Novel Biomarkers May Help Predict Response to Lupus Nephritis Therapy
Researchers have identified novel biomarkers for lupus nephritis (LN), a disease that affects several patients with systemic lupus erythematosus (SLE), according to a study published in the journal Arthritis & Rheumatology. The authors reported these biomarkers can accurately indicate disease development and predict therapeutic effectiveness.
The study is titled “Development of Biomarker Models to Predict Outcomes in Lupus Nephritis” and was conducted by researchers from the Medical University of South Carolina.
LN leads to kidney failure in up to 50% of patients within five years. The American College of Rheumatology guidelines for the treatment of LN recommend that induction therapy (first treatment given to a patient) must be changed when response to therapy has not occurred within 6 months. However, response to therapy is difficult to define in LN patients, and renal damage can occur while waiting for this result.

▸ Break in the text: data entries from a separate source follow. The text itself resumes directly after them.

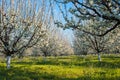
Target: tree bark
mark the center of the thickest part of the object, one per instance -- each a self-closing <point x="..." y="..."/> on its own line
<point x="8" y="61"/>
<point x="99" y="57"/>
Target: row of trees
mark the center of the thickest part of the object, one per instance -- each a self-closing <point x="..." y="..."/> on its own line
<point x="96" y="23"/>
<point x="26" y="24"/>
<point x="85" y="43"/>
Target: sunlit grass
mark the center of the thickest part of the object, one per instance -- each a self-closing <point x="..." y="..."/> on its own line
<point x="62" y="68"/>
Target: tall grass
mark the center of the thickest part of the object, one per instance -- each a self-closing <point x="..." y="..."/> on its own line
<point x="62" y="68"/>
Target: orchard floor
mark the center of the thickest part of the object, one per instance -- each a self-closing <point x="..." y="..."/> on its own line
<point x="62" y="68"/>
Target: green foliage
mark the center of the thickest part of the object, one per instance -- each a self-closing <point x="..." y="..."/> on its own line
<point x="63" y="68"/>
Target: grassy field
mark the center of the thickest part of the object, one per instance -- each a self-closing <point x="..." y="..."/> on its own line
<point x="62" y="68"/>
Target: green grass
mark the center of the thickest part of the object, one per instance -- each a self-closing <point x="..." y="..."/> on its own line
<point x="62" y="68"/>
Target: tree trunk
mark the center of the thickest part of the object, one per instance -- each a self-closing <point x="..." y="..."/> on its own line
<point x="99" y="57"/>
<point x="8" y="61"/>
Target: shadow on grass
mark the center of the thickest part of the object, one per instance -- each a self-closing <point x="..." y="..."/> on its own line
<point x="102" y="64"/>
<point x="21" y="73"/>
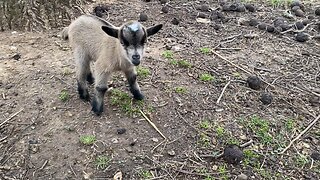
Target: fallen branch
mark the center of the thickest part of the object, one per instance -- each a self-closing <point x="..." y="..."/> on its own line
<point x="15" y="114"/>
<point x="223" y="90"/>
<point x="152" y="124"/>
<point x="302" y="133"/>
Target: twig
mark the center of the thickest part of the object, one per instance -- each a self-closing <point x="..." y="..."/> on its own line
<point x="152" y="124"/>
<point x="11" y="117"/>
<point x="223" y="90"/>
<point x="302" y="133"/>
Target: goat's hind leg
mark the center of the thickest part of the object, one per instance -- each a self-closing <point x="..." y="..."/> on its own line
<point x="131" y="76"/>
<point x="83" y="71"/>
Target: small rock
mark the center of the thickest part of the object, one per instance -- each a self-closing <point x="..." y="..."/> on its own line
<point x="17" y="56"/>
<point x="121" y="131"/>
<point x="204" y="7"/>
<point x="232" y="154"/>
<point x="315" y="156"/>
<point x="266" y="98"/>
<point x="253" y="22"/>
<point x="163" y="1"/>
<point x="165" y="9"/>
<point x="317" y="12"/>
<point x="250" y="7"/>
<point x="143" y="17"/>
<point x="242" y="177"/>
<point x="171" y="153"/>
<point x="254" y="82"/>
<point x="298" y="25"/>
<point x="175" y="21"/>
<point x="302" y="37"/>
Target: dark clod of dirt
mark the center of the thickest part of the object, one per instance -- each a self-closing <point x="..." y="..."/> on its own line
<point x="175" y="21"/>
<point x="165" y="9"/>
<point x="266" y="98"/>
<point x="254" y="82"/>
<point x="121" y="131"/>
<point x="270" y="29"/>
<point x="299" y="25"/>
<point x="17" y="56"/>
<point x="202" y="15"/>
<point x="253" y="22"/>
<point x="262" y="26"/>
<point x="302" y="37"/>
<point x="306" y="22"/>
<point x="315" y="156"/>
<point x="143" y="17"/>
<point x="163" y="1"/>
<point x="233" y="154"/>
<point x="100" y="10"/>
<point x="204" y="7"/>
<point x="317" y="12"/>
<point x="250" y="7"/>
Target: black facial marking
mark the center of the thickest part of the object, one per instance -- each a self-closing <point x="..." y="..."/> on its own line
<point x="90" y="78"/>
<point x="96" y="107"/>
<point x="83" y="93"/>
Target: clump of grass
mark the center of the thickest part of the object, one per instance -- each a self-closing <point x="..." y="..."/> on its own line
<point x="88" y="139"/>
<point x="180" y="90"/>
<point x="102" y="162"/>
<point x="167" y="54"/>
<point x="206" y="77"/>
<point x="64" y="95"/>
<point x="143" y="72"/>
<point x="124" y="101"/>
<point x="205" y="50"/>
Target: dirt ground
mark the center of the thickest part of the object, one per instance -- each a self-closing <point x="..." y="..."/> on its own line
<point x="42" y="118"/>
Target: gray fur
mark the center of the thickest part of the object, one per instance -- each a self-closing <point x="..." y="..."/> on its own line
<point x="111" y="48"/>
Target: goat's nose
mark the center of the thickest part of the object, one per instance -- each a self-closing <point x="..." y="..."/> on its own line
<point x="136" y="57"/>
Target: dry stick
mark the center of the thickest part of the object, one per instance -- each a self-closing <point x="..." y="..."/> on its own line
<point x="11" y="117"/>
<point x="302" y="133"/>
<point x="152" y="124"/>
<point x="223" y="90"/>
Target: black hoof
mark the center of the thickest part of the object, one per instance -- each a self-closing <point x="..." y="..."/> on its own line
<point x="90" y="78"/>
<point x="96" y="107"/>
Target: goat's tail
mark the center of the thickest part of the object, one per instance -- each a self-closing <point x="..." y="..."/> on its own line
<point x="64" y="33"/>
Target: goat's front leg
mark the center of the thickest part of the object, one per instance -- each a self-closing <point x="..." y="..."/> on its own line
<point x="131" y="76"/>
<point x="101" y="87"/>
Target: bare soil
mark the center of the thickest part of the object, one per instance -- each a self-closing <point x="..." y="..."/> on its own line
<point x="40" y="138"/>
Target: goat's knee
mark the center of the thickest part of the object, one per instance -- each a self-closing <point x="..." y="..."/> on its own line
<point x="134" y="86"/>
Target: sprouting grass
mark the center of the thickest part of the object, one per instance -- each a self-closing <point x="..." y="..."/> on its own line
<point x="124" y="101"/>
<point x="143" y="72"/>
<point x="64" y="95"/>
<point x="145" y="174"/>
<point x="167" y="54"/>
<point x="102" y="162"/>
<point x="206" y="77"/>
<point x="88" y="139"/>
<point x="180" y="90"/>
<point x="205" y="50"/>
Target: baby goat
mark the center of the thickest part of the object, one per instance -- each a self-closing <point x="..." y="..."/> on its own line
<point x="112" y="48"/>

The assessment of traditional biomarkers to evaluate LN response is performed through blood pressure measurements, urinary sediment, urinary protein-to-creatinine ratios, and surrogates of renal function, among others. But these markers have low sensitivity and vary among LN patients. Also, even when clinicians use machine learning models to evaluate these markers, they show only 69% accuracy in predicting a LN diagnosis.
For these reasons, it is crucial to find a tool to better define response to therapy and guide clinicians when starting patients’ treatments.
“We saw our colleagues’ frustration in trying to come up with predictive models,” said the senior author of the article, Jim Oates, MD, in a news release. “The traditional markers we use in clinic today have quite limited predictive capacity. All lupus patients have varying degrees of kidney damage and levels of involvement of the different kidney structures. So, we wanted to account for this heterogeneity and the stages of disease progression. We wanted to include markers for pathways of inflammation as well as for damage,” said Oates.
To do so, researchers analyzed urine samples from 140 LN patients who had not started induction therapy, and looked for novel biomarkers that could be used in combination with machine learning models to help predict outcomes better than standard biomarkers.
Researchers found that markers most predictive of response were markers of inflammatory cell activation (cytokines), signals for homing to the kidney (chemokines), activation of inflammatory cells (growth factors), and damage to resident cells.
The results supported the idea that the use of these biomarkers with machine learning techniques may provide a reliable tool to predict disease outcome.
“This could apply to any model where there is kidney inflammation leading to damage,” said Oates. “It’s proof of concept for other kidney diseases that you can take a discovery model and incorporate machine learning to develop and validate predictive models.”
The next step will be to validate these biomarkers in a larger patient population. According to Oates, their model for outcome prediction can be translatable to the clinic setting faster and less expensively than a FDA validation process, and may take into account several factors that affect outcomes, such as the economic and societal status of the patients.